À donner des leçons politiques aux Africains, on oublie un peu vite qu'en Europe, la démocratie, pas toujours satisfaisante (notamment en France), n'a souvent été retrouvée, ou même instaurée, que récemment. En 1945 : l'Allemagne, l'Autriche, l'Italie ; et la France, la Belgique, la Hollande, le Danemark, la Norvège occupés. En 1975, l'Espagne. En 1986, le Portugal. Dans les années 1990-2000 : la Pologne, l'Estonie, la Lettonie, la Lituanie, la Tchéquie, la Slovaquie, la Serbie, la Croatie, la Slovénie, l'Albanie, la Bulgarie, la Roumanie, la Moldavie, la Macédoine, l'Ukraine (menacée). Quant à l'Afrique, si les indépendances ont été obtenues dans les années 60, la démocratie y est encore instable. Bien peu nombreux sont les pays qui sont démocrates, paisibles et prospères. L'Afrique de l'Ouest est, notamment, confrontée à des mouvements séditieux armés, islamistes et barbares.
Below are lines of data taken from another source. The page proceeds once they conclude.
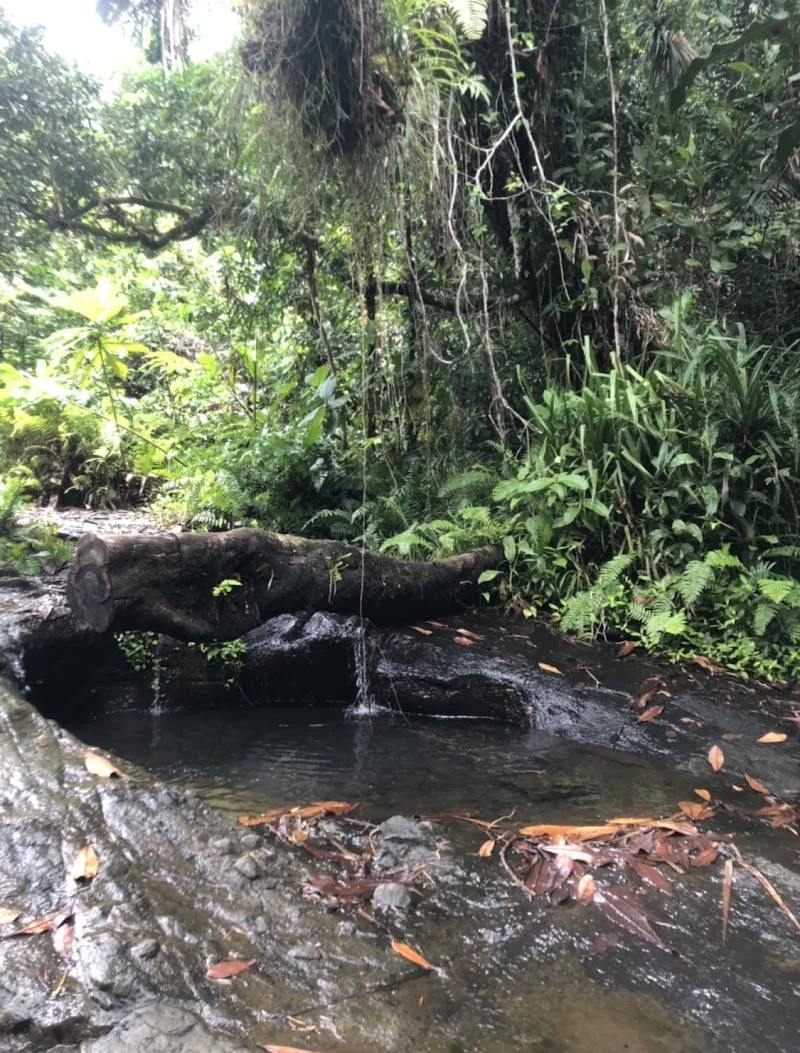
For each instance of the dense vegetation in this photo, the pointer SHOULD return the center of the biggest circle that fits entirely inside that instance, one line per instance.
(423, 274)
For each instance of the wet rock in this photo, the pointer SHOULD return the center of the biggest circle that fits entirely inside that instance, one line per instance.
(305, 952)
(250, 867)
(162, 1029)
(145, 950)
(392, 896)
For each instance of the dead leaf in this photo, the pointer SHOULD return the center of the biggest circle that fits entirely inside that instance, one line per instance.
(550, 669)
(85, 866)
(225, 970)
(726, 886)
(584, 890)
(696, 811)
(101, 767)
(603, 942)
(571, 833)
(755, 785)
(716, 757)
(411, 955)
(63, 937)
(651, 714)
(616, 905)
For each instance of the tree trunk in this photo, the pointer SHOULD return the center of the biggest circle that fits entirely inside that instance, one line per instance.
(166, 582)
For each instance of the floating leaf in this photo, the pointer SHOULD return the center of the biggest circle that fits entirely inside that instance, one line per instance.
(726, 886)
(85, 866)
(617, 907)
(411, 955)
(571, 833)
(651, 714)
(696, 811)
(755, 785)
(225, 970)
(550, 669)
(100, 766)
(716, 757)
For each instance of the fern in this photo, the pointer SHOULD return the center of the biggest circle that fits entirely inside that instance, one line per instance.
(471, 15)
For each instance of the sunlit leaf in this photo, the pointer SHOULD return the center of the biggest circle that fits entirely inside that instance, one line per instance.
(411, 955)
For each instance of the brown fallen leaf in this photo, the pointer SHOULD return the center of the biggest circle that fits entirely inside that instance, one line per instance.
(651, 714)
(550, 669)
(716, 757)
(572, 833)
(100, 766)
(755, 785)
(696, 811)
(85, 866)
(63, 937)
(411, 955)
(225, 970)
(726, 886)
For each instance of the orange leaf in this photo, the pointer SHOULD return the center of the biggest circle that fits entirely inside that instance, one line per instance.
(85, 866)
(100, 766)
(716, 758)
(571, 833)
(224, 970)
(651, 714)
(695, 811)
(411, 955)
(755, 785)
(550, 669)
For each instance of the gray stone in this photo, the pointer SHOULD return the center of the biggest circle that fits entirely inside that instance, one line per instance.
(248, 867)
(147, 949)
(305, 952)
(392, 896)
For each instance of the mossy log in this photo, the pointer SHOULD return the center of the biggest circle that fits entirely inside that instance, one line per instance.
(218, 587)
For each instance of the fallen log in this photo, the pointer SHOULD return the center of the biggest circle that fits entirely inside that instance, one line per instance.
(218, 587)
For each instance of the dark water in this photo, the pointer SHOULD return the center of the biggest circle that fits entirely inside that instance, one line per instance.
(258, 758)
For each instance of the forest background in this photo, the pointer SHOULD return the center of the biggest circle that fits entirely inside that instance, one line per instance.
(422, 275)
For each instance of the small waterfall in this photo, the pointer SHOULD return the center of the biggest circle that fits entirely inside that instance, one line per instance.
(365, 704)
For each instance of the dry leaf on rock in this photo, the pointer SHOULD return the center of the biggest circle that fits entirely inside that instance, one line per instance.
(85, 866)
(716, 758)
(100, 766)
(225, 970)
(651, 714)
(411, 955)
(755, 785)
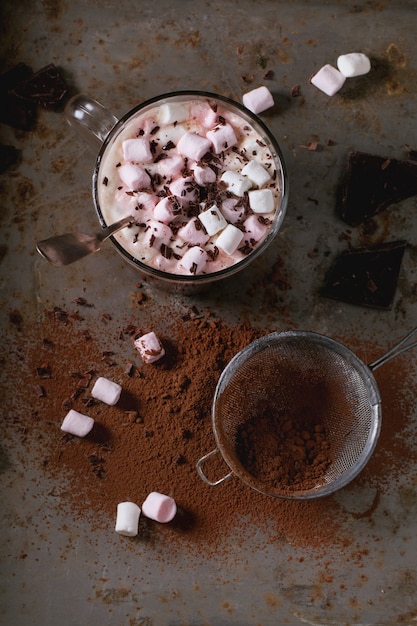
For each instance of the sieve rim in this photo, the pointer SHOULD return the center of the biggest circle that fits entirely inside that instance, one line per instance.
(367, 377)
Or, voici que des militaires, censés justement lutter contre l'islamisme, déclenchent des putschs et installent des juntes, pour protester contre… leur propre inefficacité dans la lute anti-islamiste ! Car c'est bien la France -  et pas l'armée malienne - qui sauva Bamako de l'assaut des rebelles en 2013. Le ressentiment anti-France, fabriqué pour les télés dans des manifestations de rues manipulées, dissimule le scenario suivant : 1) un coup de force ; 2) irruption des bandes Wagner qui consolident la junte ou le dictateur ; 3) la mise en coupe réglée de l'économie du pays et le partage des richesses (or, diamants, forêts, etc.).

Le cas du Niger, en août 2023, est plus complexe et plus aléatoire car : le président Bazoum refuse de démissionner en dépit de ses conditions de détention odieuses et dangereuses, et son gouvernement loyaliste résiste, réfugié à l'étranger et dans la clandestinité ; des chefs touaregs (une population de près de 3 millions de personnes) créent des mouvements de résistance ; l'énorme Nigeria voisin (220 millions d'habitants) coupe les trois quarts de l'électricité et ferme les frontières. Les finances publiques sont asséchées et les prix alimentaires s'emballent dans ce pays pauvre.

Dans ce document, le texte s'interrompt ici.